Election 2015: Ed Miliband defends his pledge stone
- Published
Ed Miliband has defended his decision to carve Labour promises in stone - insisting he wants to show the public his pledges will not expire on 8 May.
The limestone monument, which the Labour leader suggested could be placed in the garden of Number 10, has already attracted widespread comment.
The 8ft stone has already prompted its own hashtag #EdStone and has been mocked by David Cameron and Nick Clegg.
But Mr Miliband said he wanted to be the first politician to "over deliver".
The Labour leader unveiled the pledge stone at a hustings event on Sunday.
Landscaping issue
The ridicule of the idea was put to Mr Miliband on BBC Radio 4's Today programme.
But he said: "Our pledges are carved in stone.

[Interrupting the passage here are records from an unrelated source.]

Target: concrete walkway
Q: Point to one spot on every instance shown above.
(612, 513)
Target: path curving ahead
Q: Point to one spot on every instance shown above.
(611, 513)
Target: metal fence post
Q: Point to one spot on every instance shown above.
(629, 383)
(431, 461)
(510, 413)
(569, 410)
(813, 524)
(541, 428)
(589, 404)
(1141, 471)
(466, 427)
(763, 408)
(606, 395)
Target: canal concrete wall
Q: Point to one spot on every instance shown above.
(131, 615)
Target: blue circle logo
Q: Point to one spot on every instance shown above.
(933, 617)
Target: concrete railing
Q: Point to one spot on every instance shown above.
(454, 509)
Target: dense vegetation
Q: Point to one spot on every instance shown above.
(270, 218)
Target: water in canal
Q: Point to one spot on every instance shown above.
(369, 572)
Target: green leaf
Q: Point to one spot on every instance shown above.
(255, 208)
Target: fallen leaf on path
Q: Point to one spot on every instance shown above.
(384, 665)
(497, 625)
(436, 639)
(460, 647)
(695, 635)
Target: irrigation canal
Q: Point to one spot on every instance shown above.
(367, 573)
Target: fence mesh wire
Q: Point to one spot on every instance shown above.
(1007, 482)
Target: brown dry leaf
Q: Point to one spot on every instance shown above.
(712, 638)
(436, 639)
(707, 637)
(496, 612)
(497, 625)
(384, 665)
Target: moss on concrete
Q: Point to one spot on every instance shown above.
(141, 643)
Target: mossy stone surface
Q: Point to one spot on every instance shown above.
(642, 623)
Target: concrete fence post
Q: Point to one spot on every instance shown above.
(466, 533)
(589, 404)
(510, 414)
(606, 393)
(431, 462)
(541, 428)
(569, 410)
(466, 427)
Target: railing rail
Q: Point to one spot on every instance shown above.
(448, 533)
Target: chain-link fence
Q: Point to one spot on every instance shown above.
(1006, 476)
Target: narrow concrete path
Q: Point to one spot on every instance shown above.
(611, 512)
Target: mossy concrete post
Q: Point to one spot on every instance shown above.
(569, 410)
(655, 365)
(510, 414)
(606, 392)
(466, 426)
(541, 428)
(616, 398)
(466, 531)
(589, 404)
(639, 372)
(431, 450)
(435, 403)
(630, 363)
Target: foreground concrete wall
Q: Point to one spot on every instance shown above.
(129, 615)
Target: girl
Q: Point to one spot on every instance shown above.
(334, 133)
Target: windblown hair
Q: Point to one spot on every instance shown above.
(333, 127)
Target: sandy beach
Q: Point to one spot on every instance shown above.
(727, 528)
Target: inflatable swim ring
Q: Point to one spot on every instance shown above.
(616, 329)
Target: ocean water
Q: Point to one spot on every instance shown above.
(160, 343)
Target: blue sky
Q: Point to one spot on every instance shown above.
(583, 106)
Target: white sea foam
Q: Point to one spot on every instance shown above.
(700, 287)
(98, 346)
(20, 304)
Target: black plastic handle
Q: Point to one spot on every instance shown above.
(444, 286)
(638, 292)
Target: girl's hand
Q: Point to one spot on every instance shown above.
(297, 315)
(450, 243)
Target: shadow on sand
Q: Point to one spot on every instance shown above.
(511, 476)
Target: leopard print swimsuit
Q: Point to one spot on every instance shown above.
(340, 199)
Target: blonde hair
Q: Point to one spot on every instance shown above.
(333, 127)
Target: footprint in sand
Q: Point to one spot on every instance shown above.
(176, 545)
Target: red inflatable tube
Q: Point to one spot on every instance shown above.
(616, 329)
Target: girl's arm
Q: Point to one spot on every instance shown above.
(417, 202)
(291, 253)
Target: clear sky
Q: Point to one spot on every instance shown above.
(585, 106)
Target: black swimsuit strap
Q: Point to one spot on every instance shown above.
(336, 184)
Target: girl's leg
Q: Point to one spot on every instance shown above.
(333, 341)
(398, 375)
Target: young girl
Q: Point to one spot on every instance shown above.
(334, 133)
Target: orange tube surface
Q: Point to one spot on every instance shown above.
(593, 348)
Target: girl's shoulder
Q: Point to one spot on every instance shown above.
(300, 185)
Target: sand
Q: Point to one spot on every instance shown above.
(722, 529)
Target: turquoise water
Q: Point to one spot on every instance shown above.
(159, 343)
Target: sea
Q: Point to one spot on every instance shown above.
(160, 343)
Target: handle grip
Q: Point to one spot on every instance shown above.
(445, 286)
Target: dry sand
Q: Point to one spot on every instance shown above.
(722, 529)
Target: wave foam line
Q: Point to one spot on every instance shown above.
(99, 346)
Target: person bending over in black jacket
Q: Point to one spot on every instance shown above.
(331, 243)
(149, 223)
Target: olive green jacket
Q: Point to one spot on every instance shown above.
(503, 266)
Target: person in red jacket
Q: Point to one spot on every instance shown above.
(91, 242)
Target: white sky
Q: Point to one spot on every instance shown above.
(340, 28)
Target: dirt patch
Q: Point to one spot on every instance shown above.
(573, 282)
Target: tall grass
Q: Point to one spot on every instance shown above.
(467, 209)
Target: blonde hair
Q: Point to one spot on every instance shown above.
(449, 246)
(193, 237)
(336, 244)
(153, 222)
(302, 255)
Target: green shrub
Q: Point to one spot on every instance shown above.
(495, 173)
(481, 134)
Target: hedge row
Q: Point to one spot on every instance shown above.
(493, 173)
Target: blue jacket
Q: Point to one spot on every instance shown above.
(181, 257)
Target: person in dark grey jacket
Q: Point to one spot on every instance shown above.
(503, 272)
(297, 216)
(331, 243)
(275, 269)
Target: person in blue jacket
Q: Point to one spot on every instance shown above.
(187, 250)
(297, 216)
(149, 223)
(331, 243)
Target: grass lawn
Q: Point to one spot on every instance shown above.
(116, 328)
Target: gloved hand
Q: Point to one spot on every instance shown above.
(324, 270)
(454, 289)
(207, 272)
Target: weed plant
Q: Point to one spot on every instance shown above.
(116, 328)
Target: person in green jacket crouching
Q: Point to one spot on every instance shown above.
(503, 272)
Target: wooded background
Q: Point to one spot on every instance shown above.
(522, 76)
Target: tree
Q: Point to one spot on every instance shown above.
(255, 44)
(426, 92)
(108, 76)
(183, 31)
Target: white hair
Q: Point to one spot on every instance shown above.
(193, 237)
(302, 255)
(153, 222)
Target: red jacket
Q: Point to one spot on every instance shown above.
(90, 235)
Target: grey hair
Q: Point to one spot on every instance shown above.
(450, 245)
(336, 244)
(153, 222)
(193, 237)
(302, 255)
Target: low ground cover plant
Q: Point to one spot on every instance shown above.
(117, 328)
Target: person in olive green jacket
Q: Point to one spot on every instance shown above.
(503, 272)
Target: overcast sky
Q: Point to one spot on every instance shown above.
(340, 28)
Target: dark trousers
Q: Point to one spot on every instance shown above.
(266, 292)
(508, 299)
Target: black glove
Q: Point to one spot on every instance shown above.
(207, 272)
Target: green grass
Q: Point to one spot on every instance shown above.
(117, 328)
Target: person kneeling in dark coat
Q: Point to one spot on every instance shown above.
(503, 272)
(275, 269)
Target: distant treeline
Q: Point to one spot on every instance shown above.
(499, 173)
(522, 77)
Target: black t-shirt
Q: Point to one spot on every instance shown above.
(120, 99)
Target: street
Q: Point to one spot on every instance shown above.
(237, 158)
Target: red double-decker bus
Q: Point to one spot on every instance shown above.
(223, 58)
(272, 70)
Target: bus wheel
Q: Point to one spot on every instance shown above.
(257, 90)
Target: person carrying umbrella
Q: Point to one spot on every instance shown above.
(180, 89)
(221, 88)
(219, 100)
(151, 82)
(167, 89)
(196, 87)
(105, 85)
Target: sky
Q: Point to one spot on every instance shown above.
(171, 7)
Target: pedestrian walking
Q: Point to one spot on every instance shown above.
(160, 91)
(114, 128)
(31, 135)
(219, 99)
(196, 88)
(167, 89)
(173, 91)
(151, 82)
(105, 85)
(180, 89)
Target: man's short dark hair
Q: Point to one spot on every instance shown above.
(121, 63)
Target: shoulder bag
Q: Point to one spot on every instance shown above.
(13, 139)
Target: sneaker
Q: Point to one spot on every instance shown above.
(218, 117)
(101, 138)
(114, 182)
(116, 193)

"I think trust is a huge issue in this election - the difference with our pledges is they are not going to expire on 8 May.
"Nick Clegg went into the last election saying he'd cut tuition fees - he trebled them. David Cameron went into the last election, saying 'no ifs no buts - net migration into the tens of thousands' - it's 298,000.
"We're setting out promises - they don't expire on May 8. They don't disappear."
Rock 'reminder'
Asked whether the monument would be placed in Downing Street if he becomes prime minister, Mr Miliband said: "I'll leave the landscape gardening to other people.
"But I'm absolutely clear about this: There are millions of people who are turned off this election... because they think no politicians keep their promises.
"I want to be the first person in British politics for a generation to under-promise and over- deliver, not over-promise and under-deliver. And that's why I've set out these pledges, and that's why I'm serious about keeping these pledges."
Mr Miliband said the stone was "to remind the British people, to remind working people in this country that I'm absolutely serious about changing the way this country works."
He added: "In the next few days this is a once in a generation election for the British people about who Britain is run for. Is it run for working people? Or is it run for the richest and most powerful? That is the choice between me and David Cameron."
'SNP chisels'
But the introduction of a pledge stone sparked a spate of social media jokes, with photoshoppers working overtime to turn Mr Miliband into Moses and more than a few comparisons with BBC political drama The Thick of It.
When asked what he thought of it David Cameron remarked: "If you've got a problem with judgement ... I don't think that's going to help."
Mr Clegg also mocked the stone tablet, telling Lib Dem activists in Bermondsey, south London there was "nothing attractive about the instability of a hapless Labour minority administration, regardless of these great gravestones they are apparently going to erect".
Former Conservative leader William Hague said: "This is yet more evidence that Ed Miliband is simply not up to the job of being prime minister. And if he does make it to No 10, Nicola Sturgeon and the SNP will take their chisels to Miliband's vanity stone and write their own demands all over it."
London Mayor Boris Johnson wrote in the Daily Telegraph: "What was he drinking? What was he smoking? What was he on when he came up with this one?
"Keep taking the tablets, Ed - don't erect them in government offices."